When to use AI-OCR?

When to use AI-OCR?

What is OCR?

OCR, or Optical Character Recognition, is one of the traditional computer vision tasks. It allows computers to analyze printed or handwritten documents and convert the text data to digital formats so that computers can understand and process.

Human eyes can recognize various patterns, fonts and styles. While with computers, any scanned document is a graphic file. OCR software needs to localize, detect and recognize characters on the scanned image and turns data into a computer text file. After that steps, data becomes meaningful information. Texts in a machine-readable form can then be used for different purposes. They can be used in search of patterns, used to generate meaningful reports, fed into excel spreadsheets, sent to another computer software such as ERP or accounting etc.


Traditional OCR

The traditional OCR solution solved the manual data entry steps required for capturing data. It works very well with high accuracy when the document is low variable. The way traditional OCR works is similar to biometric device. Photo sensor technology was used to collect the match points of physical attributes and then convert it into known data types. The known types are stored in the mapping database. Thus it requires a setup process to define mapping rules and templates. This approach works well if the text layout within the scanned image matches the layout coded in the template. However the rules definition and templates setup can be annoying and time-consuming.

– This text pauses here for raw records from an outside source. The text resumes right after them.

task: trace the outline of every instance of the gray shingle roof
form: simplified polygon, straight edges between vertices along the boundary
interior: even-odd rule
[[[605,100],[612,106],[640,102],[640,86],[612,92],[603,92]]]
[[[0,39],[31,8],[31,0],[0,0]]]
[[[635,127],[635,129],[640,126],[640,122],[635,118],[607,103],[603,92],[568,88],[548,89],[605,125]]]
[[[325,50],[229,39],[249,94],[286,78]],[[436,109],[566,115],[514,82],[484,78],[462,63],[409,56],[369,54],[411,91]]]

One example of using OCR technology is the postal system. OCR can be designed to mark codes for easier sorting with high-speed sorting machines in the postal distribution system. Thanks to the low variability with letters and packages, the process is much easier and the output is highly accurate comparing to other applications.

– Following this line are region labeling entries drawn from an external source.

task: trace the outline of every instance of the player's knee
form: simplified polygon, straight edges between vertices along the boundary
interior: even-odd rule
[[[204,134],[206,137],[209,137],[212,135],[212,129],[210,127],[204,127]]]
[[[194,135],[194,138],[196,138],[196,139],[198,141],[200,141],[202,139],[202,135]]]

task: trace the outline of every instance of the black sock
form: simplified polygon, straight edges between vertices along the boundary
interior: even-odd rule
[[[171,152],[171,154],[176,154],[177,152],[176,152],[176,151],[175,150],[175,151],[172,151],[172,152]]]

Difficulties with Traditional OCR

When it comes to OCR, rules and templates are required in order for the technology to actually capture the necessary data. This means a long and expensive set up process because each individual alteration requires a new rule. There are also streams of errors that can arise such as false positives from having zero flexibility in regards to document variability. OCR technology cannot be totally automated - there will always need to be more rules set up. For instance, when it comes to invoice digitization, every field needs an individual rule.

Traditional OCR will be problematic when dealing with a large number of document layouts or in cases the business frequently encounters new types of documents. One example is for invoice processing system which receives new types of invoices from different suppliers. The template approach may work well initially but when the number of suppliers grows and changes, the number of rules and templates will be increased rapidly and become unmanageable.

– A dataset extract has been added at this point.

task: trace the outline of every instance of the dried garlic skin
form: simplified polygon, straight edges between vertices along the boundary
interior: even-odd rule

What is Artificial Intelligence (AI)?

Artificial intelligence (AI) is branch of computer science that dealing with the creation of intelligent machines that work and react like humans. According to the Merriam-Webster dictionary, AI is “a branch of computer science dealing with the simulation of intelligent behavior in computers” with “the capability of a machine to imitate intelligent human behavior”.

As of today, AI is used in almost every aspect of our lives. According to Forbes, of companies interviewed, 61% see developing AI as an urgent issue, while only 50% have implemented some kind of AI. At the same time, 83% of respondents believe that AI is a strategic priority for businesses today.

The famous examples of AI are autonomous vehicles such as auto-driving cars or drones. Other examples are online assistants (such as Siri, Cortana or chatbot), healthcare (medical diagnostics), searching (google), face recognition (Facebook tagging), or data digitization (AI-OCR).

What is AI-OCR?

Applying AI technology can help OCR to improve the accuracy in many scenarios. AI-OCR not only looks at individual letter contours in an attempt to guess the meaning. Instead, after performing scanning step, AI can check dictionaries for words and looking at the context to make sure that the selected combination matches the surrounding information. Like human, it has a learning capability so that the more data it works on, the smarter the system becomes.

The AI-OCR uses a trained neuron networks which encodes thousands of rules for determining the meaning of the data. The model is generally trained using a combination of supervised and unsupervised learning methods. A trained model can fine-tune itself as more training data is collected and ingested into the system. The machine learning approach is much more scalable across languages and across different types of documents. This approach requires significant initial effort to build high-quality training models and entity recognition models, but not like traditional OCR, the system once is built, it scales faster and better.

When to use AI-OCR

In case of processing regular mix of documents with different types, such as invoices from different suppliers, the AI-OCR is highly accurate and can adapt to all kinds of layouts. Given the fast developing of AI software, both open-source and commercial, in practice, now software developers can extract data from documents using AI technology in only a just few lines of code. With its learning capability, the AI-OCR will continue to advance and improve, the accuracy and data digitization are getting better and better.

There are some simple cases where traditional OCR may make more sense - specifically, when all invoices come in the same format or in a few fixed formats, because setting up the rules is pretty straightforward. Another example is extracting highly specific information that is always encoded in the same format such as passports or driver licenses - training the AI may be challenging as it does not benefit from the data gathered across all users of the solutions.